CB: The exhibition was something I wanted to do right after the social media campaign, because there was a good opportunity and I didn’t want it to just fade with a few Facebook posts. When I was invited by the Progressive Women and Men foundation of Thailand to take part in their seminar on this topic, I realised that they had access to victim’s cases and their clothing. That gave me the idea to bring this issue into the public space.

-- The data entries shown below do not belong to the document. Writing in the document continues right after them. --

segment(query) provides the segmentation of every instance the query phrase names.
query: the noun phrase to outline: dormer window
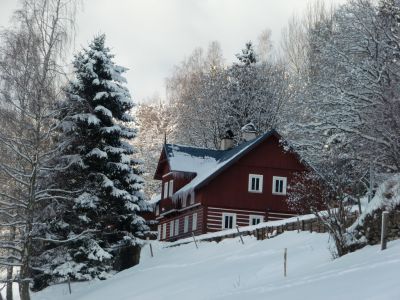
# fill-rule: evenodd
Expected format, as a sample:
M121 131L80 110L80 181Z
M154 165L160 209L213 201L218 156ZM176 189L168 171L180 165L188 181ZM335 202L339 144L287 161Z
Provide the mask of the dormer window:
M169 181L169 190L168 191L169 191L168 196L171 197L174 193L174 181L172 179Z
M263 175L249 174L248 191L250 193L262 193Z
M164 182L164 199L168 198L168 181Z

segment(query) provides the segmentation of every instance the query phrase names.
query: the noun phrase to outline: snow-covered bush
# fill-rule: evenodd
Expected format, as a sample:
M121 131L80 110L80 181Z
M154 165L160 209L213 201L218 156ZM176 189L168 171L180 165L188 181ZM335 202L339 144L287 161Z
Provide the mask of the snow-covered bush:
M400 238L400 174L379 186L363 213L348 228L347 239L352 249L380 242L383 211L389 212L388 238Z

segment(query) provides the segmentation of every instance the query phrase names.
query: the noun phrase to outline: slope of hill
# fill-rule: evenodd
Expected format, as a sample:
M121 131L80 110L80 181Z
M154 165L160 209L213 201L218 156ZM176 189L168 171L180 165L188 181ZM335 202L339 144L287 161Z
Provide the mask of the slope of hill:
M385 251L367 246L335 260L327 234L286 232L244 241L202 242L199 249L154 242L155 257L146 247L138 266L107 281L74 284L72 295L66 285L57 285L33 299L400 299L400 240Z

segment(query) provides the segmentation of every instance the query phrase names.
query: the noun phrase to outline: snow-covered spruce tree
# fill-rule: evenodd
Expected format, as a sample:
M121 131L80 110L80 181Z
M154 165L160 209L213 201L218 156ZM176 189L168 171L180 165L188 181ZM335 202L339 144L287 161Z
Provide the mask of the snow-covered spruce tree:
M124 87L125 68L112 61L105 36L96 37L74 61L76 79L67 88L60 162L69 164L55 184L79 192L55 211L44 233L62 243L49 245L37 259L35 288L64 280L104 279L138 262L147 225L143 180L127 122L134 106ZM67 254L67 255L66 255Z

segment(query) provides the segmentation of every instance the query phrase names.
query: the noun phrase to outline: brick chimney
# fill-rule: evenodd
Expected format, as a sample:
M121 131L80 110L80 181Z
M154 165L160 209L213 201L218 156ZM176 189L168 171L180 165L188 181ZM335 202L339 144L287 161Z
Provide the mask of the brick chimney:
M220 149L221 150L228 150L233 148L234 143L233 143L233 132L232 130L227 130L225 134L221 137L221 144L220 144Z
M257 129L252 122L244 125L240 131L242 132L242 139L246 142L254 140L257 137Z

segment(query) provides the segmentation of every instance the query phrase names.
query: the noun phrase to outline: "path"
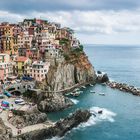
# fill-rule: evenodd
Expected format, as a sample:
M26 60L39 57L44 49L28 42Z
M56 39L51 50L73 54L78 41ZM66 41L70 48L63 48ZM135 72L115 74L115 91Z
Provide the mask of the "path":
M88 82L88 83L87 83L87 82L86 82L86 83L78 83L78 84L75 84L75 85L73 85L73 86L71 86L71 87L62 89L62 90L58 90L58 91L46 91L46 92L48 92L48 93L67 92L67 91L70 91L70 90L72 90L72 89L74 89L74 88L77 88L77 87L79 87L79 86L84 86L84 85L87 85L87 84L91 84L91 82Z
M5 126L11 128L13 137L16 137L18 135L17 134L18 129L15 126L13 126L11 123L8 122L7 116L8 116L8 111L3 111L0 114L0 117L2 118ZM35 124L35 125L26 126L26 127L21 129L21 134L28 133L28 132L35 131L35 130L40 130L43 128L48 128L48 127L51 127L53 125L54 125L54 123L48 122L48 123L44 123L44 124L39 123L39 124Z

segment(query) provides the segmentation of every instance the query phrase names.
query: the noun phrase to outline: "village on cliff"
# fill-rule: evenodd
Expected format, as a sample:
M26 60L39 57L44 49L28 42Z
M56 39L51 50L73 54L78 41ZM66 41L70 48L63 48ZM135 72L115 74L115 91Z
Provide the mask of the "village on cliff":
M62 63L64 65L59 66ZM55 68L56 74L53 73ZM89 70L89 74L79 68ZM46 114L42 112L73 105L62 94L49 94L46 87L42 87L44 81L48 80L49 90L75 89L90 80L93 73L83 45L74 37L72 29L41 19L1 23L0 131L3 139L48 129L54 124L46 121Z

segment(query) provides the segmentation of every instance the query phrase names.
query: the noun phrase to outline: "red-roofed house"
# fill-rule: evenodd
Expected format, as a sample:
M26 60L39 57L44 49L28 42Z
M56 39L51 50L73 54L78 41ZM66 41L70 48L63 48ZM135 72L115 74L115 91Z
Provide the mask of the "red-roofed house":
M28 73L28 67L31 64L31 60L25 56L18 56L15 60L16 72L18 75L24 75Z

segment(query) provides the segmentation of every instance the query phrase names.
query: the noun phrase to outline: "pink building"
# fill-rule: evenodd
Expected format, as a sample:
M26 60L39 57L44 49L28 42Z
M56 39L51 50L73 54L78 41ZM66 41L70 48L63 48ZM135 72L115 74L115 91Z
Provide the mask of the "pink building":
M42 62L42 61L35 61L29 70L29 75L33 77L36 81L41 82L45 79L46 74L48 73L50 63Z
M13 75L13 63L0 63L0 80L5 81Z

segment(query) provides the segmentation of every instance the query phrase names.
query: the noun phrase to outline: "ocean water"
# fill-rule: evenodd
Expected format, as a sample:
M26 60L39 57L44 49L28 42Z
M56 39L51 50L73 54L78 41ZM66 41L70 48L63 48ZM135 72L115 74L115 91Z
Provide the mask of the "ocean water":
M140 46L86 45L85 52L96 70L107 72L112 80L140 87ZM103 114L92 116L62 140L140 140L140 97L103 85L81 90L84 92L79 97L72 98L73 107L50 113L49 118L64 118L77 108L91 112L102 109ZM106 95L100 96L100 92Z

I then went knocking on UN Women’s door and that helped bring about the exhibition. But I realised just having victim’s clothing on exhibit wouldn’t be impactful enough. To do anything in Thailand you need star power. I reached out to my celebrity friends, in order to get them to start talking about this very taboo subject. In Thailand we still don’t talk about this and that’s part of the reason.
I wanted it to smack people right in the middle of a normal shopping day. And it was amazing…
To put a really public face on the issue, we placed the exhibition in the middle of the biggest mall in Bangkok, which had not been done before. I wanted it to smack people right in the middle of a normal shopping day. And it was amazing – I would sit back and watch the reactions of people. Those who knew it was there would go and experience it, but we’d also get people who were just going about their daily shopping, who would then be struck by the reality of the situation and visibly shaken, some were even moved to tears.
PR: is there a broader women’s movement in Thailand? Feminism in Australia is becoming more prominent again, but is there something equivalent happening?
CB: It’s happening, but it hasn’t previously been galvanised into a single movement everyone can get behind. The strength of #DontTellMeHowToDress has been that it’s recognisable. University students doing their thesis on this are contacting me, some doing presentations ask me to be their advisor, especially in the area of mass communication and using social media communication as a tool for social change, which is so exciting for me.
The exhibition itself is still on tour, moving to different places. We just ran it at an art forum. We had it at the UN headquarters here in Bangkok. We’ve got three more universities that will also display it. I’m also developing ways to reach younger audiences.
PR: Do you have any intentions to take this campaign beyond Thailand and reach a global audience?
CB: I don’t know about global but it’s definitely going regional. In November of last year we launched #DontTellMeHowToDress as part of the #RespectoNaman campaign, which is a nationwide campaign in the Philippines. I’m also heading to Singapore to launch the campaign there, in partnership with with UN Women and Aware.
It really depends on who I have on the ground in each country. I can’t physically go and do it. And it needs to be local to each country. If there is interest from anyone, any country, that wants to do a local version I will very happily consult and send them what we’ve done here in Thailand. It would be amazing to roll this out globally. Let’s think big!
PR: Is there any key message that you would like people to take away from the Thai experience and the campaign?
CB: Women have a right to express themselves and we have a right to our own bodies. The other key message is change can happen and should happen with every single one of us. I honestly had no idea that this was going to happen and it did. Granted I am a public person, there are things that happened more easily, but I think this is a conversation that every single one of us needs to be asking ourselves. What’s happening in our communities and what can we be doing about it? Or even if it’s just to bring a bigger awareness, a clearer awareness to our lives as well. Be a part of the conversation!